Germany’s financial regulator, BaFin, has issued new guidance to help banks comply with the EU’s forthcoming Digital Operational Resilience Framework (DORA). The framework, which outlines the requirements for financial institutions to protect against and manage cyber threats, will officially take effect on 17 January 2025.
BaFin’s new guidance, published in detailed notes, is described as "non-mandatory," but the regulator emphasized that the information could be valuable for banks seeking to better understand DORA's requirements, such as those related to ICT risk management. The guidance provides advice on how financial institutions can strengthen their digital controls to meet the new standards.
One of the key points BaFin highlighted is the expectation that management-level staff in banks will need to possess "sufficient knowledge and skills regarding ICT risks." Under DORA, management teams will also bear the responsibility for “setting clear tasks and responsibilities for all ICT-related functions” within their organizations.
In an article on BaFin’s website, Ira Kosche-Steinbrecher from the regulator’s IT supervision division confirmed the expanded role of senior management in overseeing technology-related risks under DORA. “Under DORA, the management body of a financial entity is assigned far more tasks,” Kosche-Steinbrecher noted, encouraging companies to utilize the published notes to gradually familiarize themselves with the new requirements “bit by bit.”

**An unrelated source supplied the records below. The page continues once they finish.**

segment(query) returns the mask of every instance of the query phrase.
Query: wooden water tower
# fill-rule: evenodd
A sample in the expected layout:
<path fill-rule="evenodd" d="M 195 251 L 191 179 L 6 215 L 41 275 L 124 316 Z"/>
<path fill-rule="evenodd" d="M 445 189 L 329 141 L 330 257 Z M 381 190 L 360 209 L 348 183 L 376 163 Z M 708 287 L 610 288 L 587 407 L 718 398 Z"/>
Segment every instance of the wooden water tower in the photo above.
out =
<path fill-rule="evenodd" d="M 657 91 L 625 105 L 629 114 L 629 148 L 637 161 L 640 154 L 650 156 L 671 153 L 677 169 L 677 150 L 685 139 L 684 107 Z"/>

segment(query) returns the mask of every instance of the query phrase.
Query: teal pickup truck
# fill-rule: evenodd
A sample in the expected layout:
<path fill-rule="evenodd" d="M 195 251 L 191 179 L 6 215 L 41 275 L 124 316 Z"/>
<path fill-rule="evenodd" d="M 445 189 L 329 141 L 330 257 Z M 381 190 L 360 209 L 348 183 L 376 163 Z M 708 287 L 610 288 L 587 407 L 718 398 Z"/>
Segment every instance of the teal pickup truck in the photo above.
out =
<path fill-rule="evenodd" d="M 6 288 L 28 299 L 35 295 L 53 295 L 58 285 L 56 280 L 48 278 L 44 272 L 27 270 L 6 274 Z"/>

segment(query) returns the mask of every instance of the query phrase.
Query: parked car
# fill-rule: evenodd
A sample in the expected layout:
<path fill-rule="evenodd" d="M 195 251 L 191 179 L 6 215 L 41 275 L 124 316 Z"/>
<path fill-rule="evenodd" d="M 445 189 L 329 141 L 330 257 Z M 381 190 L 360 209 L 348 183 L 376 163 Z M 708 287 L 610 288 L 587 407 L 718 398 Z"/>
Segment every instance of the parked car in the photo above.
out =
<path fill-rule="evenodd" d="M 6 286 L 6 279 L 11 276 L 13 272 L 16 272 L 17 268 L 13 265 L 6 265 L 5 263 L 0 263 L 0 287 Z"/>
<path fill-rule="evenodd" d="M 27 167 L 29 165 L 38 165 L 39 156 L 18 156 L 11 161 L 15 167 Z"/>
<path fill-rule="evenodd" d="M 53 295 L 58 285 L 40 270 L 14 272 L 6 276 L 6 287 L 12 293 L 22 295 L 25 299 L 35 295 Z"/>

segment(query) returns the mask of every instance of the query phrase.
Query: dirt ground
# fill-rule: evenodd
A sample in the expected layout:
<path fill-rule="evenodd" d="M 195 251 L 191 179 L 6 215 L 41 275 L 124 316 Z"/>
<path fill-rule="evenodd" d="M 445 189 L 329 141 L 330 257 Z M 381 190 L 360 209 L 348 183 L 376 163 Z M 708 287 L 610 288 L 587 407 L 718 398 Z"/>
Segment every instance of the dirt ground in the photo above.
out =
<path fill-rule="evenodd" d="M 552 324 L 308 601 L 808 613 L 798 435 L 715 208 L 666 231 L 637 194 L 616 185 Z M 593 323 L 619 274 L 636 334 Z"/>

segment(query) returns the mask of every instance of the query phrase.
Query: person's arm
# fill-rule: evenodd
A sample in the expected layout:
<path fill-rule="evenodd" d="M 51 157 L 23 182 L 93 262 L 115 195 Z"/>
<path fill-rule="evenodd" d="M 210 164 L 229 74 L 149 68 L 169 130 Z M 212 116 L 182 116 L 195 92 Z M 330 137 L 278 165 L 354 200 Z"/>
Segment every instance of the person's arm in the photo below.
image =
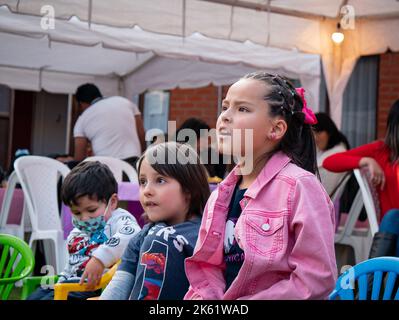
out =
<path fill-rule="evenodd" d="M 87 146 L 89 144 L 89 140 L 85 137 L 75 137 L 75 152 L 73 158 L 76 161 L 82 161 L 87 157 Z"/>
<path fill-rule="evenodd" d="M 288 203 L 292 206 L 289 229 L 294 242 L 288 257 L 291 274 L 266 290 L 240 299 L 326 299 L 333 290 L 337 266 L 331 200 L 314 176 L 306 176 L 297 180 Z"/>
<path fill-rule="evenodd" d="M 83 235 L 78 229 L 74 228 L 69 233 L 66 243 L 68 250 L 68 259 L 65 262 L 64 270 L 59 274 L 58 282 L 63 282 L 65 280 L 68 280 L 70 277 L 76 276 L 75 271 L 77 269 L 77 266 L 76 264 L 70 263 L 70 257 L 79 255 L 79 251 L 89 245 L 89 239 L 87 238 L 87 236 Z"/>
<path fill-rule="evenodd" d="M 175 233 L 169 234 L 167 237 L 164 234 L 146 239 L 149 247 L 140 255 L 140 265 L 144 268 L 141 276 L 136 280 L 140 282 L 136 283 L 133 288 L 133 299 L 183 299 L 188 288 L 184 261 L 187 258 L 187 253 L 190 252 L 185 248 L 191 246 L 192 254 L 193 243 L 189 240 L 189 235 L 182 233 L 181 229 L 174 230 Z"/>
<path fill-rule="evenodd" d="M 204 261 L 201 256 L 196 255 L 196 253 L 201 250 L 203 243 L 207 238 L 207 225 L 212 223 L 212 219 L 209 219 L 208 205 L 216 196 L 216 193 L 217 192 L 215 191 L 211 194 L 205 205 L 200 231 L 198 233 L 198 240 L 194 248 L 193 256 L 187 258 L 185 261 L 186 274 L 190 282 L 190 286 L 186 295 L 184 296 L 184 300 L 220 300 L 224 295 L 226 287 L 226 281 L 223 274 L 225 268 L 224 263 L 216 265 L 210 263 L 209 261 Z M 223 252 L 223 241 L 220 241 L 220 246 L 221 247 L 216 248 L 215 253 Z M 217 288 L 215 292 L 208 290 L 206 287 L 199 288 L 197 283 L 192 283 L 192 280 L 190 279 L 191 275 L 195 274 L 198 270 L 207 275 L 207 282 L 214 284 L 213 287 Z"/>
<path fill-rule="evenodd" d="M 106 268 L 111 267 L 121 258 L 130 239 L 139 233 L 141 229 L 136 219 L 130 214 L 119 217 L 110 227 L 115 232 L 92 255 L 100 260 Z"/>
<path fill-rule="evenodd" d="M 127 300 L 136 281 L 136 270 L 139 262 L 140 248 L 147 232 L 147 228 L 141 230 L 133 238 L 122 255 L 122 262 L 112 277 L 111 282 L 100 296 L 100 300 Z"/>
<path fill-rule="evenodd" d="M 88 288 L 94 288 L 101 280 L 104 271 L 104 265 L 101 261 L 90 258 L 90 238 L 78 229 L 73 229 L 68 236 L 68 253 L 70 256 L 69 263 L 65 270 L 61 273 L 58 282 L 68 280 L 70 277 L 77 276 L 77 270 L 89 260 L 84 267 L 82 276 L 80 277 L 80 284 L 87 280 Z M 80 257 L 77 259 L 77 257 Z M 71 262 L 72 261 L 72 262 Z"/>
<path fill-rule="evenodd" d="M 74 154 L 73 158 L 75 161 L 82 161 L 87 157 L 87 147 L 89 145 L 89 139 L 86 134 L 86 125 L 84 114 L 81 115 L 73 127 L 74 137 Z"/>
<path fill-rule="evenodd" d="M 382 142 L 376 141 L 345 152 L 333 154 L 323 161 L 323 168 L 332 172 L 343 172 L 360 168 L 362 158 L 372 158 L 381 147 Z"/>
<path fill-rule="evenodd" d="M 94 287 L 100 284 L 104 272 L 104 264 L 96 257 L 91 257 L 85 266 L 85 270 L 80 278 L 79 284 L 84 284 L 87 280 L 87 289 L 94 290 Z"/>
<path fill-rule="evenodd" d="M 359 161 L 360 167 L 365 167 L 370 173 L 370 180 L 375 187 L 380 185 L 380 189 L 384 190 L 385 174 L 384 170 L 373 158 L 364 157 Z"/>
<path fill-rule="evenodd" d="M 129 240 L 140 231 L 136 219 L 130 214 L 119 217 L 110 228 L 116 232 L 111 234 L 107 242 L 93 251 L 81 277 L 81 284 L 87 278 L 88 288 L 100 283 L 104 269 L 111 267 L 120 259 Z"/>
<path fill-rule="evenodd" d="M 111 282 L 101 293 L 100 300 L 128 300 L 135 276 L 126 271 L 116 271 Z"/>
<path fill-rule="evenodd" d="M 136 129 L 137 129 L 137 135 L 139 136 L 141 152 L 143 152 L 147 147 L 145 143 L 145 130 L 144 130 L 143 119 L 141 118 L 141 114 L 135 115 L 134 119 L 136 121 Z"/>

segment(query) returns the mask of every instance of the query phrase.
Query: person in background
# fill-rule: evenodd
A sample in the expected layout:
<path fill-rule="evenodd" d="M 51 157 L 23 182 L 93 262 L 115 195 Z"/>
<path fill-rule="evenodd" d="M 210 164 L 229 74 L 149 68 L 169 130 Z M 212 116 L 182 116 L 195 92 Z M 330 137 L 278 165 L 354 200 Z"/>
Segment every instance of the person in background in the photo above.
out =
<path fill-rule="evenodd" d="M 24 156 L 29 156 L 30 155 L 30 151 L 29 149 L 17 149 L 14 153 L 14 157 L 11 161 L 11 165 L 8 168 L 8 172 L 7 172 L 7 178 L 11 175 L 11 173 L 14 171 L 14 163 L 15 161 L 20 158 L 20 157 L 24 157 Z"/>
<path fill-rule="evenodd" d="M 367 168 L 377 188 L 381 222 L 374 235 L 369 258 L 399 256 L 399 100 L 389 111 L 384 140 L 336 153 L 323 162 L 333 172 Z"/>
<path fill-rule="evenodd" d="M 168 142 L 168 135 L 166 133 L 156 134 L 151 139 L 151 145 Z"/>
<path fill-rule="evenodd" d="M 188 137 L 184 135 L 184 130 L 193 130 L 196 136 L 195 145 L 192 147 L 197 150 L 197 153 L 201 159 L 201 163 L 204 164 L 209 178 L 218 177 L 224 178 L 226 172 L 226 164 L 223 162 L 223 155 L 215 150 L 211 145 L 211 139 L 208 135 L 210 126 L 203 120 L 198 118 L 189 118 L 183 122 L 183 124 L 176 131 L 177 142 L 186 143 L 188 142 Z M 179 139 L 182 138 L 184 140 Z M 214 161 L 212 161 L 214 160 Z M 216 163 L 214 163 L 216 162 Z"/>
<path fill-rule="evenodd" d="M 5 188 L 7 186 L 6 173 L 0 166 L 0 188 Z"/>
<path fill-rule="evenodd" d="M 67 163 L 73 160 L 73 157 L 69 154 L 62 154 L 62 153 L 50 153 L 47 157 L 58 160 L 62 163 Z"/>
<path fill-rule="evenodd" d="M 90 143 L 94 156 L 122 159 L 135 167 L 145 149 L 145 132 L 138 107 L 124 97 L 103 97 L 91 83 L 78 87 L 76 101 L 83 113 L 73 130 L 74 159 L 85 159 Z"/>
<path fill-rule="evenodd" d="M 317 123 L 313 126 L 313 134 L 317 148 L 317 168 L 321 183 L 327 193 L 332 196 L 344 178 L 345 172 L 328 171 L 323 168 L 322 164 L 324 159 L 330 155 L 349 150 L 349 142 L 326 113 L 319 112 L 315 116 Z"/>
<path fill-rule="evenodd" d="M 50 153 L 47 155 L 47 157 L 62 162 L 69 169 L 73 169 L 79 163 L 79 161 L 75 161 L 73 156 L 71 156 L 70 154 Z"/>

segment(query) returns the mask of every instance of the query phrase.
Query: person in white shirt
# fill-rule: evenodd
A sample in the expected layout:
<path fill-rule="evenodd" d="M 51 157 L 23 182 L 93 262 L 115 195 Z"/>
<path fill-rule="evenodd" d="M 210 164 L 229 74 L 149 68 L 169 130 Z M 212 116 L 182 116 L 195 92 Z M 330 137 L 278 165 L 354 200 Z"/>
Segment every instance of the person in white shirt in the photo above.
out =
<path fill-rule="evenodd" d="M 124 97 L 103 97 L 91 83 L 78 87 L 76 100 L 83 113 L 73 130 L 74 159 L 79 162 L 86 158 L 90 143 L 94 156 L 114 157 L 134 165 L 145 149 L 138 107 Z"/>
<path fill-rule="evenodd" d="M 315 116 L 317 123 L 313 125 L 313 133 L 317 147 L 317 167 L 324 189 L 332 196 L 346 172 L 331 172 L 323 168 L 322 164 L 328 156 L 349 150 L 349 142 L 326 113 L 319 112 Z"/>

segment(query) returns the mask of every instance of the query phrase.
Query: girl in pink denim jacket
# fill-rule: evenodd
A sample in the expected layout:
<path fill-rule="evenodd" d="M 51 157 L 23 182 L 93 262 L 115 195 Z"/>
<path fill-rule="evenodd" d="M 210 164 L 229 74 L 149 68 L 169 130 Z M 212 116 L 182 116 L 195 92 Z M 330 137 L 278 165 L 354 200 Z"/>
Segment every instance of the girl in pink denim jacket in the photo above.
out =
<path fill-rule="evenodd" d="M 229 88 L 218 146 L 239 161 L 207 202 L 185 299 L 327 298 L 335 221 L 315 176 L 315 123 L 303 89 L 278 75 L 248 74 Z"/>

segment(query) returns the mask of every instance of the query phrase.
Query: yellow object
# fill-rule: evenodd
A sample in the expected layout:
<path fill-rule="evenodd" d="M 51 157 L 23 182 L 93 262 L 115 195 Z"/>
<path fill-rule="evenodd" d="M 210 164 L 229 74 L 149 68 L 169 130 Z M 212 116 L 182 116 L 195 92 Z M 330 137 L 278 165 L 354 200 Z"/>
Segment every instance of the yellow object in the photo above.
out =
<path fill-rule="evenodd" d="M 118 265 L 121 263 L 119 260 L 115 263 L 111 269 L 101 277 L 100 283 L 93 289 L 88 289 L 86 284 L 80 285 L 79 283 L 56 283 L 54 285 L 54 300 L 67 300 L 69 292 L 84 292 L 84 291 L 96 291 L 98 289 L 104 289 L 114 276 Z"/>
<path fill-rule="evenodd" d="M 217 176 L 214 176 L 214 177 L 209 177 L 208 178 L 208 183 L 219 183 L 219 182 L 221 182 L 223 179 L 221 179 L 221 178 L 219 178 L 219 177 L 217 177 Z"/>

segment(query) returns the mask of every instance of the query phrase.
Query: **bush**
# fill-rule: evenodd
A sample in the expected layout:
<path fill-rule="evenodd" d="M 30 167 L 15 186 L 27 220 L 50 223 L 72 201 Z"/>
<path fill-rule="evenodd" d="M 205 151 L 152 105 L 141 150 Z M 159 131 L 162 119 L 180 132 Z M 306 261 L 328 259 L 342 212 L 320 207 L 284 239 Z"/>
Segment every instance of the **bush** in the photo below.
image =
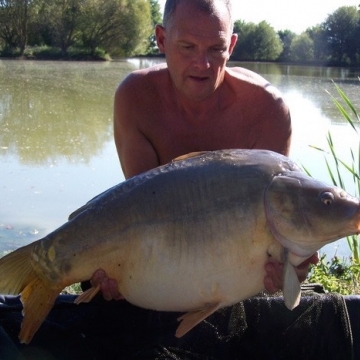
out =
<path fill-rule="evenodd" d="M 360 265 L 352 258 L 348 261 L 334 256 L 327 260 L 321 256 L 318 264 L 311 267 L 308 281 L 320 283 L 326 291 L 342 295 L 360 294 Z"/>

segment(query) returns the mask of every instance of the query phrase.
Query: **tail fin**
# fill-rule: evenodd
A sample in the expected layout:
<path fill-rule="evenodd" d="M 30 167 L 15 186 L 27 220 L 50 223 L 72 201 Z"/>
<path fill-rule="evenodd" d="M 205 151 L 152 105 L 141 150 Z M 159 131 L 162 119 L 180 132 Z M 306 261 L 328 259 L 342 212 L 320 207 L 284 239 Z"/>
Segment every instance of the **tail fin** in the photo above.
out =
<path fill-rule="evenodd" d="M 21 292 L 24 319 L 19 334 L 20 342 L 28 344 L 40 325 L 54 306 L 60 290 L 46 286 L 39 278 L 35 278 Z"/>
<path fill-rule="evenodd" d="M 0 294 L 20 294 L 35 276 L 30 262 L 32 248 L 32 244 L 24 246 L 0 259 Z"/>
<path fill-rule="evenodd" d="M 40 278 L 31 264 L 34 244 L 24 246 L 0 259 L 0 293 L 21 294 L 24 319 L 19 339 L 29 343 L 54 305 L 61 288 Z"/>

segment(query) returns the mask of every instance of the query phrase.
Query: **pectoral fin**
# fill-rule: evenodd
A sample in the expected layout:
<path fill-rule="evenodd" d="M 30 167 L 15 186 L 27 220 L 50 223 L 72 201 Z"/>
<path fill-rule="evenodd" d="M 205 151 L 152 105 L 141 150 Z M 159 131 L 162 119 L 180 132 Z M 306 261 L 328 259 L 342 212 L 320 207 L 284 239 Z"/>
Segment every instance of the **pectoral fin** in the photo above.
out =
<path fill-rule="evenodd" d="M 175 159 L 173 159 L 172 161 L 180 161 L 180 160 L 191 159 L 193 157 L 206 154 L 207 152 L 209 152 L 209 151 L 193 151 L 193 152 L 188 153 L 188 154 L 180 155 L 180 156 L 176 157 Z"/>
<path fill-rule="evenodd" d="M 180 325 L 176 329 L 175 336 L 180 338 L 189 332 L 196 325 L 205 320 L 208 316 L 218 310 L 220 303 L 208 304 L 203 309 L 190 311 L 178 318 L 178 321 L 181 321 Z"/>
<path fill-rule="evenodd" d="M 284 263 L 284 301 L 288 309 L 293 310 L 300 303 L 301 287 L 294 266 L 289 261 L 288 250 L 285 249 Z"/>
<path fill-rule="evenodd" d="M 74 303 L 76 305 L 79 305 L 80 303 L 88 303 L 90 300 L 93 299 L 93 297 L 100 291 L 100 285 L 97 285 L 95 287 L 91 287 L 90 289 L 87 289 L 84 291 L 81 295 L 79 295 Z"/>

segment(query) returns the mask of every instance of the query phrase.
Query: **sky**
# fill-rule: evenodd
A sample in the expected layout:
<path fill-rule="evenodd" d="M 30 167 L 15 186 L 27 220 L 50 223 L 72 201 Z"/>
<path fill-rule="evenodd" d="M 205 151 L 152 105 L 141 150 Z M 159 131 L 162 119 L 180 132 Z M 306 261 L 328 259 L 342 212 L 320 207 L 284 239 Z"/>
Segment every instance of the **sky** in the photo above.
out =
<path fill-rule="evenodd" d="M 159 0 L 161 11 L 165 0 Z M 360 0 L 233 0 L 235 20 L 258 24 L 265 20 L 276 31 L 291 30 L 302 33 L 318 25 L 341 6 L 358 6 Z"/>

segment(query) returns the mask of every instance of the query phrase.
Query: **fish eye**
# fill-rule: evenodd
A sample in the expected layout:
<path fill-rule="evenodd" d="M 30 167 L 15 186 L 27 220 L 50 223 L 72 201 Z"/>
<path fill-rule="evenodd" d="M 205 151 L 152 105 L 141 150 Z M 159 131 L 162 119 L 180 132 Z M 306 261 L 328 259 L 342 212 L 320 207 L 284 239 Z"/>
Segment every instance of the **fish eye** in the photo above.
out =
<path fill-rule="evenodd" d="M 324 205 L 329 206 L 334 202 L 334 194 L 330 191 L 324 191 L 320 195 L 320 200 Z"/>

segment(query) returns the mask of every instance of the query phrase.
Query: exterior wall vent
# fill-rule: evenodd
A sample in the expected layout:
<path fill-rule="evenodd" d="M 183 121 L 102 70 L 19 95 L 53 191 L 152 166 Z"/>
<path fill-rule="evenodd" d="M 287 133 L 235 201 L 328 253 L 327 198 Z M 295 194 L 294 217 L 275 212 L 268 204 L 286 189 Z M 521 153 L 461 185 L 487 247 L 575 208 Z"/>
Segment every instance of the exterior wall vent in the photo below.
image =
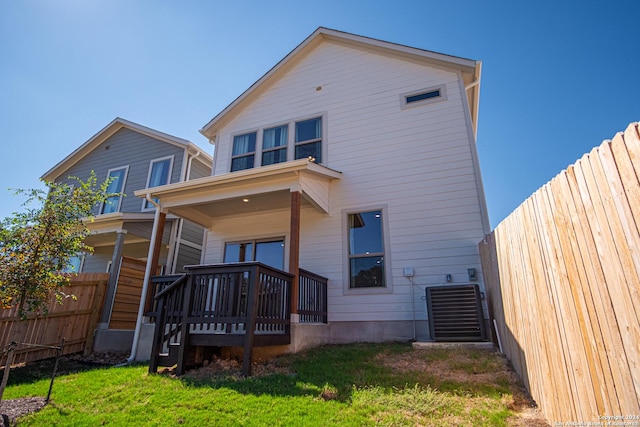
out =
<path fill-rule="evenodd" d="M 429 332 L 436 341 L 485 341 L 477 284 L 426 288 Z"/>

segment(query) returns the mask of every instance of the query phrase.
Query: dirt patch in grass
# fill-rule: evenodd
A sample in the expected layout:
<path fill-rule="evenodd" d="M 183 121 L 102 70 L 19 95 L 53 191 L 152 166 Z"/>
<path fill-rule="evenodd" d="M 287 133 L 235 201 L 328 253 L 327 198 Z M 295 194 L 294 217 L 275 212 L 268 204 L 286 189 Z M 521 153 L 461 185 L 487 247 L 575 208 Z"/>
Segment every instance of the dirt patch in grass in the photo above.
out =
<path fill-rule="evenodd" d="M 445 351 L 413 350 L 405 353 L 381 353 L 376 362 L 403 374 L 426 376 L 438 384 L 464 384 L 478 388 L 505 389 L 502 401 L 516 413 L 510 417 L 510 426 L 549 426 L 539 411 L 522 380 L 509 361 L 502 355 L 487 350 Z"/>

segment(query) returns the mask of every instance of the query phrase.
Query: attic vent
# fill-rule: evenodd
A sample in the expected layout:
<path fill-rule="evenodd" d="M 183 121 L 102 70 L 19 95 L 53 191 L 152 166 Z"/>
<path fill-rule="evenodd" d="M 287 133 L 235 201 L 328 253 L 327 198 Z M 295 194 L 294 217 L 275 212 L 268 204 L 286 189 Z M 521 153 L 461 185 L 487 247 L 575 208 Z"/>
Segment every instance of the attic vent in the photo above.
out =
<path fill-rule="evenodd" d="M 432 339 L 483 341 L 487 338 L 477 284 L 429 287 L 426 293 Z"/>
<path fill-rule="evenodd" d="M 423 101 L 425 99 L 431 98 L 439 98 L 440 97 L 440 89 L 431 90 L 429 92 L 422 92 L 416 95 L 410 95 L 405 97 L 407 104 L 411 104 L 412 102 Z"/>

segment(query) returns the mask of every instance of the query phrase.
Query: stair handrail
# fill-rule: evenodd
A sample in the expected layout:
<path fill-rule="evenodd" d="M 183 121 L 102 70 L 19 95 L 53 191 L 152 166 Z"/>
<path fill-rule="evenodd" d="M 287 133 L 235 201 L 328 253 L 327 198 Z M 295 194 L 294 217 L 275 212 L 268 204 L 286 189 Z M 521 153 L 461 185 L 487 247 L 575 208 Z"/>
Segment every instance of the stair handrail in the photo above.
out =
<path fill-rule="evenodd" d="M 162 298 L 163 296 L 165 296 L 169 292 L 173 291 L 178 286 L 182 285 L 186 280 L 187 280 L 187 274 L 186 273 L 181 274 L 180 277 L 178 277 L 169 286 L 167 286 L 166 288 L 164 288 L 163 290 L 158 292 L 153 298 L 154 299 Z"/>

BaFin had previously announced in July that it would "support companies on their way" to implementing DORA. This aligns with the approach of other European regulators, who have also pledged to help banks adjust to the upcoming rules. For instance, Ireland’s Central Bank stated it would take a "pragmatic approach" to DORA compliance, focusing on assisting firms rather than immediately penalizing them for non-compliance.